For a buyer, purchasing a property can be the biggest expense they will ever have in their lifetime. Some buy many homes throughout their lifetime, some only one or two. And for some, its their first purchase that will either make or break what they do in the future. Whatever your experience is, when you are buying a property, it’s important to understand what your tolerance level is. And that starts with the first question…

What is your timeframe for purchasing? …

If you are in a rental and need to move out or only have a short time left to the end of your lease, a short sale may not work for you. Even if the short sale has preliminary approvals, there can still be things that crop up to prevent a closing. Case in point- on one short sale that I was processing, we were two days away from a closing when the title work came in and showed a lien on the seller from a bank loan but not a mortgage. The lien was very old and the attorney for the lien holder had gone out of business. His files were sent to other attorneys. In trying to track down this lien file, it eventually came back that the file was back to the lien holder. The lien holder couldn’t find the file at all and it became a catch 22. They wouldn’t sign off on a lien if they were owed money, but couldn’t find the file to give us a payoff. The property went to sheriff sale one month later and we were out of time. If you were a tenant, in that scenario, you would be back to square one looking for a property to buy.  Now, if you are in a position of having time available to you, then a short sale can work to your advantage.

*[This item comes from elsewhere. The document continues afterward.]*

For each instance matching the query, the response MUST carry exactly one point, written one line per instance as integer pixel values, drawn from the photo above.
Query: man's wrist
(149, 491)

Next question- Do you have enough capital to make repairs and still have money for closing costs?…

If you are a first time buyer or a buyer with limited resources to purchase a property, a short sale also may not be right for you. Short sales are as is sales. The seller is not in a position to make repairs. And, typically, the buyer is responsible for the fire/safety certification and certificate of continued occupancy (CO)(fire/safety cert is a NJ required certification, the certificate of continued occupancy is required by many towns but not all). If you were the buyer in a short sale, it would be your responsibility to procure these certifications which may require repairs. You would need seller permission, in writing, to work on the property prior to closing to procure these certifications.  Then there is the mortgage requirements. Your lender may also require repairs in order to close on the loan. Again, these repairs would be your responsibility.  If you have the ability to pay for repairs and still have money for closing costs, then a short sale may be right for you.  If the property requires a lot of work, you may need to get a rehab loan such as the FHA 203k.

 

All this being said, short sales are opportunities for a buyer to get a better deal on a home than a fair market property. Especially if the property is in the neighborhood you are looking to purchase in.